Picasa Web Albums - Phani - EF 50mm night...
Thanks.


----------



## Overread (Jul 29, 2009)

Did you try taking the filter off? Could be that the filter is causing reflections on the glass - the lighspots certainly appear to be reflections of bright light spots in the shot so try shooting without the filter.
Modern DSLRs already have UV filters built in so the filter is mostly just a screen protector and not much else - further if it is a cheap filter and not multicoated then there is a very strong chance that it is the cause


----------



## Big Mike (Jul 29, 2009)

Those are most likely lens flare or reflections from within the lens.  This can happen when you have brights lights in an otherwise dark scene.  The light is reflecting off of the sensor, or part of the lens, then bouncing around in the lens.  It's not dust on the lens or on the sensor etc.

Part of the problem is probably due to your cheap lens.  I don't think they put a lot of anti-reflection coatings in the 50mm F1.8 lens.  That's why it's $80.  Also, the UV filter could be another cause of these reflections.

Another factor might be the aperture you are shooting at.  Most lenses are weakest at the extremes...their max aperutre for example.  This lens, for example, will usually give much better quality at F2.8 than it will at F1.8.  I'm not sure if that would help reduce the flare though.


----------



## Soocom1 (Jul 29, 2009)

If the filter is thick, or the front element is deeply recessed back from where the threads are located or where the filter sits, then as Mike said it can be a refraction of light bouncing around the inside of the lens.
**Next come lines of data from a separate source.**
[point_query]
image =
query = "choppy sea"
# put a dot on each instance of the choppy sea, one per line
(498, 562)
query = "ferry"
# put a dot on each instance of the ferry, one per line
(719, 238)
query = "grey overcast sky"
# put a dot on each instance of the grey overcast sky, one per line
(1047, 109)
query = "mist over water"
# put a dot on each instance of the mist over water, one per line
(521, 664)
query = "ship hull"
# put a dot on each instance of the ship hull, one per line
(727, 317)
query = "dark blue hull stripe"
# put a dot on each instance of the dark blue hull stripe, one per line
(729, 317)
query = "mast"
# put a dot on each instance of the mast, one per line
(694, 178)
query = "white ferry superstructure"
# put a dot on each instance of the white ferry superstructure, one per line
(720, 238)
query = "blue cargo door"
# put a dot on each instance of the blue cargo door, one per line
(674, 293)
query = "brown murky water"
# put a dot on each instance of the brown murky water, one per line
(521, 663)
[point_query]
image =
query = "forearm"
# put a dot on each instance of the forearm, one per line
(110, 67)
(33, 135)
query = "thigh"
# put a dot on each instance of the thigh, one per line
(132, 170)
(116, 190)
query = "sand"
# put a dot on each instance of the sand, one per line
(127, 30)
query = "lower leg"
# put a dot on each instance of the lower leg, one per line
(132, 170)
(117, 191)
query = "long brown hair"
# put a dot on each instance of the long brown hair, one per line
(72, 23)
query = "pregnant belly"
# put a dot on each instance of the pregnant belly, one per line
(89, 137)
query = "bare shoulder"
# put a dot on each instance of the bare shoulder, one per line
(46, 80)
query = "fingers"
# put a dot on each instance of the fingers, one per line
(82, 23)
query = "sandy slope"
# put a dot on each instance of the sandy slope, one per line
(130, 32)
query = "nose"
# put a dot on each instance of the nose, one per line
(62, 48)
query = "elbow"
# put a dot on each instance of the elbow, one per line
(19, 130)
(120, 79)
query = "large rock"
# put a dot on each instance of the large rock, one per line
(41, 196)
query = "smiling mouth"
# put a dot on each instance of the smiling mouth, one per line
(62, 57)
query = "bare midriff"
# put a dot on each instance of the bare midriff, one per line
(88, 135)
Look through a double pained window at night some time. Youll see multiple reflections of lights. Same consept.


----------



## gsgary (Jul 29, 2009)

That is specular light Specular reflection - Wikipedia, the free encyclopedia
Get rid of the filter and don't shoot so wide open stop down to about F11


----------



## UUilliam (Jul 29, 2009)

I use a Hoya UV vilter (£5.99)
 on my 50mm II f1.8 
Had nothing like this happen.


----------